Passengers and crew held hostage after a 1990 British Airways flight landed are suing the airline and the UK government for “deliberately endangering” them.
They claim BA and the government knew Iraq had invaded Kuwait before the plane they were travelling on landed in the country.
The 367 passengers and crew of BA Flight 149 were taken hostage, and some were mistreated, seriously sexually assaulted and kept in near-starvation conditions.
The claimants believe those on board were put at risk so an intelligence-gathering mission could take place, an allegation which has been denied for 30 years.
Ninety-four people, either passengers or crew on board Flight 149 or BA crew already in Kuwait awaiting deployment, are behind the civil action alleging the UK government and BA were guilty of negligence and joint misfeasance in public office.
It is the latest step in a long battle to get answers as to what happened during Iraq’s invasion of Kuwait in 1990.
On the evening of 1 August 1990, BA Flight 149 took off from London’s Heathrow Airport with a planned stop in Kuwait on its way to Malaysia.
Iraqi troops were already massing on the border with Kuwait ahead of an invasion of the country that night. But the flight was not diverted from stopping in Kuwait.
The claimants say no other airline allowed its planes to land after the invasion began.
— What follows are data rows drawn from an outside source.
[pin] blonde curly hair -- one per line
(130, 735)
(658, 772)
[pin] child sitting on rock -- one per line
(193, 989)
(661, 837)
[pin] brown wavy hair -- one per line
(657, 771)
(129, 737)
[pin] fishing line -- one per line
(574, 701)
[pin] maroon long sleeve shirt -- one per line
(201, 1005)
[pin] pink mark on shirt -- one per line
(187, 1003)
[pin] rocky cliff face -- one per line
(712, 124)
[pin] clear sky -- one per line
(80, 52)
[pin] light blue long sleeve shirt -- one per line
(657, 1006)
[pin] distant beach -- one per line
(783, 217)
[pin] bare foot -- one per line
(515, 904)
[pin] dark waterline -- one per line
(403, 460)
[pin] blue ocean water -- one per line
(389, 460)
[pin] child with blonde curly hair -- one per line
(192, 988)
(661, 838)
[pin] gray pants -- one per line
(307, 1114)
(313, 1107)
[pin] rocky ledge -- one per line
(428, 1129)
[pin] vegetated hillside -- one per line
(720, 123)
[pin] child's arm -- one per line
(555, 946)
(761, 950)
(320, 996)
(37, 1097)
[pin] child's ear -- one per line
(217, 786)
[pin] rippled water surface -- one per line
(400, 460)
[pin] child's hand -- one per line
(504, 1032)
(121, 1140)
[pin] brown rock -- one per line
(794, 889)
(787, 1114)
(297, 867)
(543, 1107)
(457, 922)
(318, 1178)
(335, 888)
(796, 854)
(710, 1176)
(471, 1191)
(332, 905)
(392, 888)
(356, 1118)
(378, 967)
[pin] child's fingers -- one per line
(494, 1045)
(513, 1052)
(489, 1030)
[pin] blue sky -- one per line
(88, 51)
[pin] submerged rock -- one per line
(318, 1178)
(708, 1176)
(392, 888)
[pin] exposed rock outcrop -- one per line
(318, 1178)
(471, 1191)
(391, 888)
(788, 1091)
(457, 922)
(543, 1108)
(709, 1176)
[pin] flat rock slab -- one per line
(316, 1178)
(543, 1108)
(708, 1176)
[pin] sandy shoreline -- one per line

By the time Flight 149 landed on the morning of 2 August, there was rocket fire near the airport as Iraqi forces took control.
The plane was evacuated and unable to take off. Those on board were taken hostage.
Some were released quickly, but others suffered mistreatment and were used by Iraq as human shields at key facilities to try to prevent Western forces bombing them.
Scotsman Charlie Kristiansson, a steward on the flight, told the BBC he had been raped and used as a human shield by Iraqi forces.
“I was taken with other unmarried cabin crew and passengers to Shuwaikh Port [in Kuwait City]. I was held for about two months in a guarded bungalow," he said.
“There were ditches dug in the garden. We were told that should the British and Americans launch a ground attack, we would be killed and put in the ditches.
“During that time, I was taken to a desolate part of Kuwait City. At gunpoint, I was forced up a tower and raped. I then jumped off the tower.”
The hostages were released after five months. The claimants in the lawsuit say they all suffered severe physical and psychiatric harm, the consequences of which are still felt today.
Mr Kristiansson said he was forced to move away from the UK to recover from the trauma. He now lives in Luxembourg.
He said he hopes the case will bring justice for him and other hostages, as well as an end to the British government and BA’s “lies and deception”.